4.5. Advantages and Limitations

The current meta-analysis has some advantages that should be elucidated. First, a comprehensive and systematic search strategy was used to include all available cohort studies. Second, instead of combining data from all observational studies, our strength is that we included only prospective cohort data and could primarily prevent high bias that case–control studies can introduce, such as recall bias. Furthermore, because tea intake is not stable, this makes case–control studies even less credible. Third, the included cohort studies were all of high-quality except one of moderate quality, and this meta-analysis has a large sample size (2,020,980 subjects and 12,155 gynecological tumor cases). Moreover, the publication bias was not significant in our study. Sensitivity analysis also shows that the results are stable. It is important to highlight that we analyzed and compared the correlation between tea intake and the incidence of different gynecological tumors, which can more comprehensively reflect the similarities and differences of the preventive effect of tea on different gynecological tumors.
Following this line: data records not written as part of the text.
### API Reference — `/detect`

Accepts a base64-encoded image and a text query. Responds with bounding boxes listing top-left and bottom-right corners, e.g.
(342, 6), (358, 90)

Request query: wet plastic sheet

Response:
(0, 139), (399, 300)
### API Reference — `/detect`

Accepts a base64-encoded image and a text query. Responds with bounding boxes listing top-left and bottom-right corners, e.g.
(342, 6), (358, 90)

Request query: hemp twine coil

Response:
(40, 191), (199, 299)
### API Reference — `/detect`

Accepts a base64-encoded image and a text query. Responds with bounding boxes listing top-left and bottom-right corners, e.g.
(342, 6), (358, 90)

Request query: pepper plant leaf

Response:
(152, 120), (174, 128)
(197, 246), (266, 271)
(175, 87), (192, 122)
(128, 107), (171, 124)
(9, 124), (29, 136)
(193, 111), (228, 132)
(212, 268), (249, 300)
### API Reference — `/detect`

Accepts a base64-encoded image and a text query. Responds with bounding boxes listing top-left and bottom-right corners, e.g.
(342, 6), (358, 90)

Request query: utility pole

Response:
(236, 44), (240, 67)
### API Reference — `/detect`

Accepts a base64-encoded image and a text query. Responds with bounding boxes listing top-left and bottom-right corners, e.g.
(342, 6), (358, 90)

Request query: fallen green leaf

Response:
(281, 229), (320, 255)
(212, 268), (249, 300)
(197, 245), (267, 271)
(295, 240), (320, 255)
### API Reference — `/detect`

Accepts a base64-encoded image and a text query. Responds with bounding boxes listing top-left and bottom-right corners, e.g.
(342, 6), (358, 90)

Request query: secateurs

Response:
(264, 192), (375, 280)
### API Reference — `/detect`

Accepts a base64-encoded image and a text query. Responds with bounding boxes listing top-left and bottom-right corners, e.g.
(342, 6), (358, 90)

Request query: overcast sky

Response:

There also remain some limitations. First of all, although these studies had been adjusted for several risk factors for gynecologic cancer, there is still an uncontrolled possibility of confounders. Only three included studies adjusted for coffee consumption, and only four included cohorts adjusted for family history of cancer. Confounding factors including these may affect the accuracy of the results. Second, we excluded some cohorts due to incomplete publication data of some articles. Third, due to the lack of cohort study data, the association between tea and other gynecological tumors such as vaginal cancer is difficult to evaluate and analyze. Furthermore, histological types of gynecological tumors were not classified. Tumors such as ovarian cancer may have heterogeneity with different sensitivities and responsiveness to tea components, which is a major limiting factor for this research. Finally, different kinds of tea may exert distinct influences on the incidence of gynecological tumors, but only a few articles clearly stated the type of tea. Thus, we did not perform a correlation assessment for some types of tea due to the lack of available data. In addition, combining different types of tea for statistical analysis may be partly responsible for the weak overall association between tea intake and gynecological tumors.

5. Conclusions

In summary, the current meta-analysis provides the most updated and comprehensive study evaluating the correlation between tea and gynecological tumor. Our conclusions do not demonstrate a benefit of tea for the prevention of gynecological tumors. However, we observed that black tea may reduce ovarian cancer morbidity. Ovarian cancer is one of the most common cancers and the deadliest gynecologic cancer in women [72]. The present conclusion suggests that we can intervene in the occurrence and development of gynecologic tumor by exploring effective targets of black tea. In the past, we often thought that gynecological tumors were mostly related to estrogen. Based on this meta-analysis, black tea may have a preventive impact on ovarian cancer but had no significant correlation with endometrial cancer and cervical cancer. The diverse effects suggested to us that there are obvious differences in the mechanisms of the occurrence and development of different gynecologic cancers. More randomized controlled trials and large cohort studies including more areas and tea types are needed to reach more definitive conclusions.